While the article is thorough in its comparisons, the tone could be made more engaging and accessible to a wider audience.
Indeed, simplifying the language would make it more approachable for students and a general audience.
I concur, the language used could be more inclusive of learners across various levels.
The detailed comparison between parallelograms and quadrilaterals certainly enhances the reader’s understanding of these geometric concepts.
I have to agree, the depth of this article’s explanation contributes significantly to a comprehensive understanding of parallelograms and quadrilaterals.
Indeed, the thoroughness of this comparison underscores the distinctions between these two geometric shapes.
This article provides an in-depth comparison between a parallelogram and a quadrilateral. The explanation is very clear and it provides a detailed overview of their differences and defining characteristics.
I couldn’t agree more. It’s refreshing to read such a well-informed and thoroughly explained article.
This is a great article, especially for those looking to refresh their understanding of these geometric shapes.
This is a solid article, but it could benefit from a more engaging and conversational tone to captivate readers’ interests.
Absolutely, incorporating a conversational style would enhance reader engagement.

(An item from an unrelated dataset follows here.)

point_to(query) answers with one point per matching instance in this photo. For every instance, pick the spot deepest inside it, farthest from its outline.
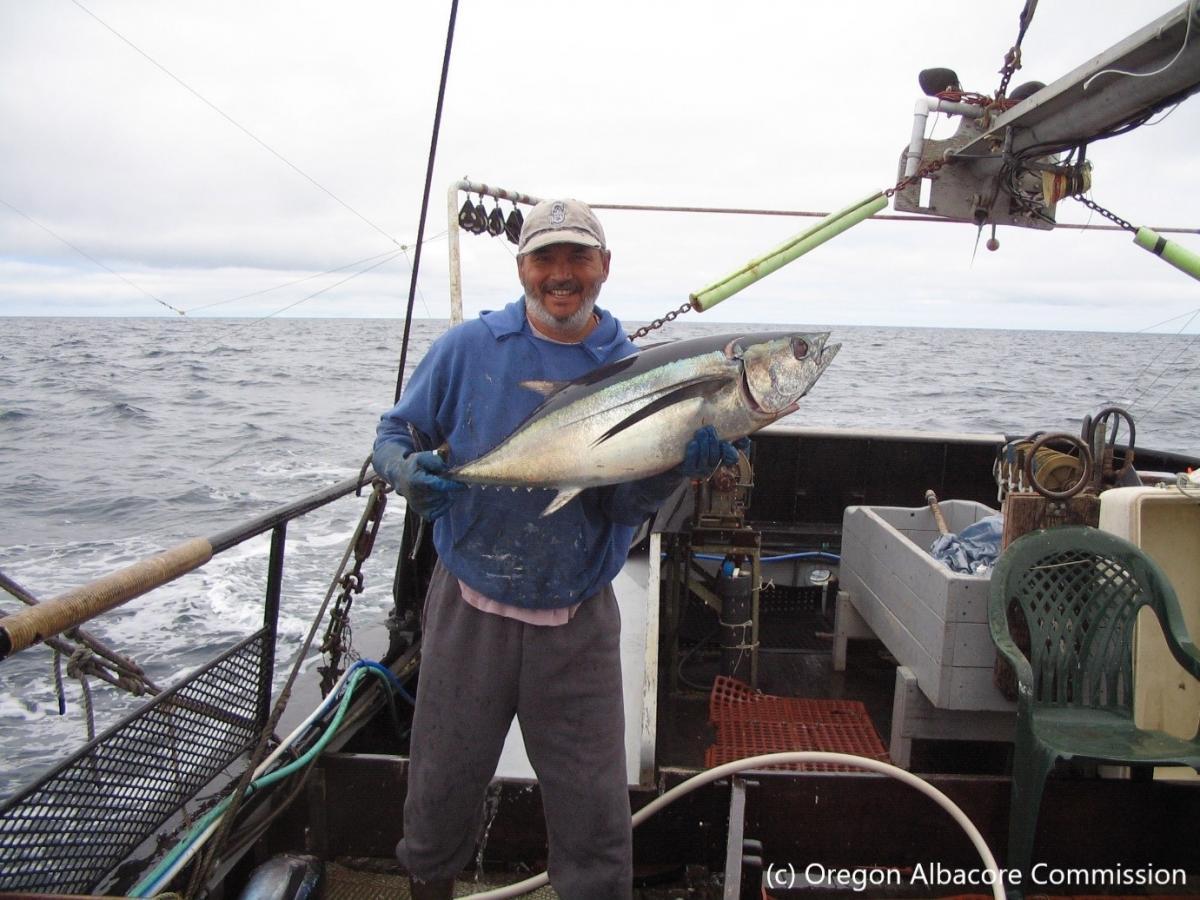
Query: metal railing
(69, 829)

Agreed, a conversational tone would make this material more enjoyable to read and retain.
The article provides an excellent and lucid explanation of the characteristics that define parallelograms and quadrilaterals. It’s a fantastic resource for students and educators alike.
Although the article is informative, it might be beneficial to include more practical implications and real-world applications of understanding these shapes.
Agreed, a real-world application section could enhance the practical value of this article.